Personal information
- Born: September 29, 1978 (age 47) Tel Aviv, Israel
- Listed height: 6 ft 9.5 in (2.07 m)
- Listed weight: 200 lb (91 kg)

Career information
- Playing career: 1996–2014

Career history

Playing
- 1996-2000: Hapoel Tel Aviv (Youth)
- 2001-2002: Maccabi Hadera
- 2002: Ironi Ramat Gan
- 2002: Hapoel Tel Aviv
- 2003-2004: Ironi Ramat Hasharon
- 2004-2006: Maccabi Rishon LeZion

Coaching
- ?: Hapoel Tel Aviv

= Gili Mossinson =

Israeli basketball player

Gili Mossinson (גילי מוסינזון; born 29 September 1978 in Tel Aviv, Israel) is an Israeli basketball player.

== Career ==
He played for several teams in the Israeli Basketball League including Hapoel Tel Aviv, Maccabi Rishon LeZion and Hapoel Galil Elyon.
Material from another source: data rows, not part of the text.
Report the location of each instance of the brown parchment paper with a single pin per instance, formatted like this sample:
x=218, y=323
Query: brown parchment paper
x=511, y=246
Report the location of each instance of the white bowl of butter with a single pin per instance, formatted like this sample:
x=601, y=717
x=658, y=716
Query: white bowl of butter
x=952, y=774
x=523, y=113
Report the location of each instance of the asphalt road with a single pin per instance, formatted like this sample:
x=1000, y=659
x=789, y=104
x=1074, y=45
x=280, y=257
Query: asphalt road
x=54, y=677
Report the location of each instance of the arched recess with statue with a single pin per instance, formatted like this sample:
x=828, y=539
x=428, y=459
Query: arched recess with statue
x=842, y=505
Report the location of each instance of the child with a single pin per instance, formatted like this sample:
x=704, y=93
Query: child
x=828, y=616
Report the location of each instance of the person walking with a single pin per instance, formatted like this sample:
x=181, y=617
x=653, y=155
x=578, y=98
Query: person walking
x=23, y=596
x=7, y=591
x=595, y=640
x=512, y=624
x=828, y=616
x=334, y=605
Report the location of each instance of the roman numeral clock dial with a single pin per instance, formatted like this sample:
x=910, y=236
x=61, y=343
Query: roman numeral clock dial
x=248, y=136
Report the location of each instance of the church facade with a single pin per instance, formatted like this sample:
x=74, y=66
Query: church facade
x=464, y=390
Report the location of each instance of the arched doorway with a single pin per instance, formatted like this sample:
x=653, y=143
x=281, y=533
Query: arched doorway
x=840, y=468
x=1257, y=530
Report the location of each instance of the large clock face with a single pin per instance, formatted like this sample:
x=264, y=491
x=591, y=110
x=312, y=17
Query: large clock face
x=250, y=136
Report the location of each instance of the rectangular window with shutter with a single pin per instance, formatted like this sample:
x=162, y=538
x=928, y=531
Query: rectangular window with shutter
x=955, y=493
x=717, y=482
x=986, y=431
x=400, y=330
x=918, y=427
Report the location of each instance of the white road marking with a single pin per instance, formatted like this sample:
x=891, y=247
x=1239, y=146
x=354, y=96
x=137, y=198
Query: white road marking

Mossinson played for both Israel U18 (1996) and Israel U21 (1998), and played a single game in Israel's national basketball team, against Denmark.

== Personal life ==
His father, Yigal Mossinson, was an author and playwright and laureate of the Prime Minister’s Prize for Authors. He came out as bisexual in 2016.